2017년 4월 17일 월요일

American teacher who do volunteer work for disabled students in Korea


K-PACE (Korea-Professional Assistant Center for Education), a university for developmental disabilities at Daegu university, has an American teacher and dormitory headmaster(30, Carl Wallin).

He came to Korea for the first time on March last year and he teaches English and stays at the dormitory where the students with developmental disabilities live.

Carl usually help students with dinner, participate in after-school programs, and naturally interact with students in English until end of night out of dormitory.
In the after-school program such as physical education session, Carl use his former athlete's experience to inform students how to use exercise equipment such as dumbbells and treadmills.

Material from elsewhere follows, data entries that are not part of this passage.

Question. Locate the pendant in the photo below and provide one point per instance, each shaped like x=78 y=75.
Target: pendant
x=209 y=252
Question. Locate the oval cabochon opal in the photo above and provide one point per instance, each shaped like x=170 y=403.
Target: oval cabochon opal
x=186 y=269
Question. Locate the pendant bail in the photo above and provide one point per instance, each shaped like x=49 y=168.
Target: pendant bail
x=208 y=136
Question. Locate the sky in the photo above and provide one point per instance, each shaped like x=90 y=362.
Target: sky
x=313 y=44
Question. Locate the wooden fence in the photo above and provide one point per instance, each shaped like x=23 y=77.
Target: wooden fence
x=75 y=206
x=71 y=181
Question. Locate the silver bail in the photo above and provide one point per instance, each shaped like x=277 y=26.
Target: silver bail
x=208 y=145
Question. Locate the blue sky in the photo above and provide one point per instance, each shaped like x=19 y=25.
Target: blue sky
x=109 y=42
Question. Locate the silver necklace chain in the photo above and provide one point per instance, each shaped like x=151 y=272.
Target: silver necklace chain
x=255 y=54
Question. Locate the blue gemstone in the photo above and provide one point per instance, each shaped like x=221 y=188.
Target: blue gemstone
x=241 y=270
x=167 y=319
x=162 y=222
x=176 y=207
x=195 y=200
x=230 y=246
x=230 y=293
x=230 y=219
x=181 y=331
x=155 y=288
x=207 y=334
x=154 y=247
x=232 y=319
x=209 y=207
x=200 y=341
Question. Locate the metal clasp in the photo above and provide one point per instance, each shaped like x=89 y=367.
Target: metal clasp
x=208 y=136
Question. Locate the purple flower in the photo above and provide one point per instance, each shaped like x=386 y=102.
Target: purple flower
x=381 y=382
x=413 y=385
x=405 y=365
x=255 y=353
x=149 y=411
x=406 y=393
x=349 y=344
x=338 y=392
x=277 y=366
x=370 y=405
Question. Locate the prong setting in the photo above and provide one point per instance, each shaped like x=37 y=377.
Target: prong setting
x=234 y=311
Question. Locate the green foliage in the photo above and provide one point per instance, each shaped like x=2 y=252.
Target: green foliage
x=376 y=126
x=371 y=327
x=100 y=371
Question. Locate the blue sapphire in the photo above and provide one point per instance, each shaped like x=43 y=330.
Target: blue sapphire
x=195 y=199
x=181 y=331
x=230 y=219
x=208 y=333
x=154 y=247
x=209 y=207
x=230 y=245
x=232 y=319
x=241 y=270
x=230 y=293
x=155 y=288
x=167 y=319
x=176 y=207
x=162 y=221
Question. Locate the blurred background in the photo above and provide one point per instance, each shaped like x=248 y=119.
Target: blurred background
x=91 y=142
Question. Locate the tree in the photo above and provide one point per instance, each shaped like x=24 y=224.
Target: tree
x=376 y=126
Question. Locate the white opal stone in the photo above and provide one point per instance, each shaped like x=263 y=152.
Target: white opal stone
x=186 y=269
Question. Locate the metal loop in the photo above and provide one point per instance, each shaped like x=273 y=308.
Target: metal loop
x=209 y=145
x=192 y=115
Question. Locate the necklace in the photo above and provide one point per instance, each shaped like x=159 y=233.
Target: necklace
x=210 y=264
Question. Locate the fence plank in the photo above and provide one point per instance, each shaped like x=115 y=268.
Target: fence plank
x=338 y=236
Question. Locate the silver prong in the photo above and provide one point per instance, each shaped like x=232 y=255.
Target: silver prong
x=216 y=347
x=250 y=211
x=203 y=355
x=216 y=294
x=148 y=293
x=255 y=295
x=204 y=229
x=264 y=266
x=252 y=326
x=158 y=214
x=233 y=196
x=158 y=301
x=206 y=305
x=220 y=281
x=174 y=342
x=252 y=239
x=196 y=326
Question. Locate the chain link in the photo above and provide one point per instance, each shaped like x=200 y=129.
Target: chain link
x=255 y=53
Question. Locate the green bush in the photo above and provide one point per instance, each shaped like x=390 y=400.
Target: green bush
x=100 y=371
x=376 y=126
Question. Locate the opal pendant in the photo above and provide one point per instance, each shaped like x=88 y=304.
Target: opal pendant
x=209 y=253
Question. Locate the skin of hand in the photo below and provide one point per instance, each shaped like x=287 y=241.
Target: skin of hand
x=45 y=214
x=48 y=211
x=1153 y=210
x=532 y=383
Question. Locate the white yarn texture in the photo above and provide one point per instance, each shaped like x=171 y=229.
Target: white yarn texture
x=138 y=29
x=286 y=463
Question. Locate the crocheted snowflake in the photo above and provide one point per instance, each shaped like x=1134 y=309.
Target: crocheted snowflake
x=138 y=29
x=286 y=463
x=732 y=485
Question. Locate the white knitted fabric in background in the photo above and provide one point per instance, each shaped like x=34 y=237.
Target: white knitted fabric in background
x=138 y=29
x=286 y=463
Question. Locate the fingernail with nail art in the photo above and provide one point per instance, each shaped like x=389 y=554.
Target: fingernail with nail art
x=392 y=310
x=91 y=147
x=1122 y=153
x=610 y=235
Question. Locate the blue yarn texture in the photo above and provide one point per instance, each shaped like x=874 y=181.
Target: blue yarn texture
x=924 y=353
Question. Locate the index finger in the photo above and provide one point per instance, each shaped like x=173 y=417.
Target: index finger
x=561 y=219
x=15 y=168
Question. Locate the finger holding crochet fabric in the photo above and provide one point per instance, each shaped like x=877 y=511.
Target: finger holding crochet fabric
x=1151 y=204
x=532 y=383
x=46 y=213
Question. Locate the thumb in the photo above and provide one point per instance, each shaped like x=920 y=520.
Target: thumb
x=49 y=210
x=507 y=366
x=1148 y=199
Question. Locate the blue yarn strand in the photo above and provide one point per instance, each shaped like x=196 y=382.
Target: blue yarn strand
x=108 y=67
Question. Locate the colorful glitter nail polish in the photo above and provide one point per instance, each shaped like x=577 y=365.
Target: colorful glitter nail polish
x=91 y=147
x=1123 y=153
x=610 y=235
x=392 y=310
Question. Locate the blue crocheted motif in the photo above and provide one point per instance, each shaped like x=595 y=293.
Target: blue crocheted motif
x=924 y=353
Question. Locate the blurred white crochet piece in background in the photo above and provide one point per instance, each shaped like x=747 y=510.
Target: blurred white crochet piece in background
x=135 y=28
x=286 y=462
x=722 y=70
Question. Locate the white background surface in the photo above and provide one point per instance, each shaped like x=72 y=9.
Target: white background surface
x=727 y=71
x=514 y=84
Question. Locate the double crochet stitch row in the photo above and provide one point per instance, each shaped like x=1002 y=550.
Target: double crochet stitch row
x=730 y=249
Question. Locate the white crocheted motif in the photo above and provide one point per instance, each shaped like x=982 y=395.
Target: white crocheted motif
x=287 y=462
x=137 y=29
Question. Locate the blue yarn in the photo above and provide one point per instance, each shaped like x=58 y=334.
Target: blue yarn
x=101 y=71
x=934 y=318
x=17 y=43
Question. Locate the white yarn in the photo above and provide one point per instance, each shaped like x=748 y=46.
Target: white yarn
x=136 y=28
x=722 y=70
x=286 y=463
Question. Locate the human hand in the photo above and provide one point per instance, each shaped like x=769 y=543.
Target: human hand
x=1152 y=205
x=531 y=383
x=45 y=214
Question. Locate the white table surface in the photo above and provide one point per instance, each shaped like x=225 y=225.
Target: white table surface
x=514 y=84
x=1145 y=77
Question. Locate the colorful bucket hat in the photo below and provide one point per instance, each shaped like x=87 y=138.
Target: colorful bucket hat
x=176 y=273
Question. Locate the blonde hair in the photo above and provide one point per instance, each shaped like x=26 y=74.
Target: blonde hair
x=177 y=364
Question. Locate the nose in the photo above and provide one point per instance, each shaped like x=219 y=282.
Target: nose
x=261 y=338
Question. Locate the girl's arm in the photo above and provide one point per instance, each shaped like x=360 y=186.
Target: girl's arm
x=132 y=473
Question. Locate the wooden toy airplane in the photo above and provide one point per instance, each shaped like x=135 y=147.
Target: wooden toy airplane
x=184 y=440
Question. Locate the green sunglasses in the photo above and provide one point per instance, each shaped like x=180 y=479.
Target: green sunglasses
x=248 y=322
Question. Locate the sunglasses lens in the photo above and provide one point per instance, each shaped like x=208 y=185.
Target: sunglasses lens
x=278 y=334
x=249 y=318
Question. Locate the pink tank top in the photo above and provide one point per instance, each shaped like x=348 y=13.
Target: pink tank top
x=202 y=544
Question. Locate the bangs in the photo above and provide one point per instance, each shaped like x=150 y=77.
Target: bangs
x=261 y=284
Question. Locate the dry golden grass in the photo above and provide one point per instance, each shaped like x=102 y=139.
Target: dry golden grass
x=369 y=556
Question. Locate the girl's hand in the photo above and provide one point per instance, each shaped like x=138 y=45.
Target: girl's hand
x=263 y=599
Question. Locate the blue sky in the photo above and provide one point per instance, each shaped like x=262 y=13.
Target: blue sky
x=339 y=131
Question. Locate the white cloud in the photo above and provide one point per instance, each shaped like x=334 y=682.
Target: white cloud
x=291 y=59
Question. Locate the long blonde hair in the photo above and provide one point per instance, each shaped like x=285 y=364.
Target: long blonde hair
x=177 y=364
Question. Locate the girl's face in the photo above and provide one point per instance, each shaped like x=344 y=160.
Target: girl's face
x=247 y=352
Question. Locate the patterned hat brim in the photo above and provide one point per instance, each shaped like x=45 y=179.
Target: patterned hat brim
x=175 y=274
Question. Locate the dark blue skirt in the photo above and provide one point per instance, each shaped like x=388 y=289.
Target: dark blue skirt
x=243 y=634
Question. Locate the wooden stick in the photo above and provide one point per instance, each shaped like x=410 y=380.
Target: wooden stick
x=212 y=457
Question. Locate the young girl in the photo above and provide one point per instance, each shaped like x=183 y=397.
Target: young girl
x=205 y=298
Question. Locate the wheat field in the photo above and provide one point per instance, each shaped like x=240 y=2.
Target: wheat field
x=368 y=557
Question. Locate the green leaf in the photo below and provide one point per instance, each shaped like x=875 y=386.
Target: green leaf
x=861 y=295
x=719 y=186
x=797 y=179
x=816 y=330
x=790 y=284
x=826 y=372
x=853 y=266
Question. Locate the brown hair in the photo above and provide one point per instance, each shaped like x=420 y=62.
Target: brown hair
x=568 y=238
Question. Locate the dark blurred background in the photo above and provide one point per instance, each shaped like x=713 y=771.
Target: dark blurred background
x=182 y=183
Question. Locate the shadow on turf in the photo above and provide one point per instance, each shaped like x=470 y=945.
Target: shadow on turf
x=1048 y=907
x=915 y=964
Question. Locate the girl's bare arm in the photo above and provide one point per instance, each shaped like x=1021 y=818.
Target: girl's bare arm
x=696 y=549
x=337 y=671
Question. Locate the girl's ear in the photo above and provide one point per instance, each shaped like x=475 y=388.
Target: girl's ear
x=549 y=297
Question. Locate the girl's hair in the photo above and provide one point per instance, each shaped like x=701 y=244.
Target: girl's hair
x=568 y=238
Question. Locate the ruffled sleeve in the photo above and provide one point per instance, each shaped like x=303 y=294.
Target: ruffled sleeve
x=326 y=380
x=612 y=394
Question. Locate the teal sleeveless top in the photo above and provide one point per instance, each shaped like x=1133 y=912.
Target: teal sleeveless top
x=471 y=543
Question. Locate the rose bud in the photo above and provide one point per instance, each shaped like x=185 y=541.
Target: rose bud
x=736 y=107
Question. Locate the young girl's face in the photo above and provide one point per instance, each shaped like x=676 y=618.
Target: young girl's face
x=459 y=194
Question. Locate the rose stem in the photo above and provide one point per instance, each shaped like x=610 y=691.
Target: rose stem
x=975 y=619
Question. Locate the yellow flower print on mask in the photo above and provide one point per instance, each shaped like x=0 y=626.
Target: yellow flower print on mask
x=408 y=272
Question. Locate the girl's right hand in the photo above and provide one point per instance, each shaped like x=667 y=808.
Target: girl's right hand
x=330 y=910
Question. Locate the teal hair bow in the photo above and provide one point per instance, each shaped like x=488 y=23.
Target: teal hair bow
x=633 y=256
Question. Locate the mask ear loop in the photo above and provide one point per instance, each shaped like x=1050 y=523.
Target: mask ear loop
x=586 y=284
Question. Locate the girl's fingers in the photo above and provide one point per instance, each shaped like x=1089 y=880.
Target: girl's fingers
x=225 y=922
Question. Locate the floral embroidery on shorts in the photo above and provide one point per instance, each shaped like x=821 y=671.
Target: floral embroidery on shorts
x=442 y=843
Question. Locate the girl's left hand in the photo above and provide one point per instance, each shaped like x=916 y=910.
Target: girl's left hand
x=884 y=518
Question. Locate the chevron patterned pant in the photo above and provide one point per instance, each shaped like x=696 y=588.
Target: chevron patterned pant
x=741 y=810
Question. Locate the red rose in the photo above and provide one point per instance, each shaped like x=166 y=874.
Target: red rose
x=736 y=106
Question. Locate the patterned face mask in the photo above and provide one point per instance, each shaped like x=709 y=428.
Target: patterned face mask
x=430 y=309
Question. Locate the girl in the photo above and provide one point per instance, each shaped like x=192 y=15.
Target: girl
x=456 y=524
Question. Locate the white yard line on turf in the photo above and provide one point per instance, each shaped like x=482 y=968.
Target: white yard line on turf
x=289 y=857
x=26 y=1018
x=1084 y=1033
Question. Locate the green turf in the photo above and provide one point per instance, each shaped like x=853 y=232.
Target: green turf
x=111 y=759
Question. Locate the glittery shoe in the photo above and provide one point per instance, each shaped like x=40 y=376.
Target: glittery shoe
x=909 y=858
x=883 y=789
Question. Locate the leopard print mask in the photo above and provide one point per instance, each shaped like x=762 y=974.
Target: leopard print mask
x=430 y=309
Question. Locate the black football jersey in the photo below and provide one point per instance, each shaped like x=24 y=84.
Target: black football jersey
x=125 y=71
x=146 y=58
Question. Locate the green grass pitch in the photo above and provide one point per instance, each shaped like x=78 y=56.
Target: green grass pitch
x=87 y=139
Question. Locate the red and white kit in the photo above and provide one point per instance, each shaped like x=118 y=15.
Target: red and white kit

In the cooking class, he makes Korean food with students and uploads photographs to his blog.

In addition, Carl participate in programs such as cultural experience and environmental clean-up volunteer activities that are held every Saturday, but Carl do all these volunteer work without pay.

Carl, who grew up in Chicago, was an ice hockey player. He worked as a coach of team he played for in high school. Prior to his arrival in Korea, he was the senior coach of two teams.

Carl had decided to go to Korea because he loved Korean movies and K-pop, took the opportunity to stay with the developmentally disabled.

Carl said "My father was driving school bus at the school for the disabled, so I rode the bus with the other disabled students when i grow up. It was always part of my life."

Carl also says he wants to do as much as he can to have a positive impact on his students.
To do so, He has been devoted to studying Korean for 6 hours each day.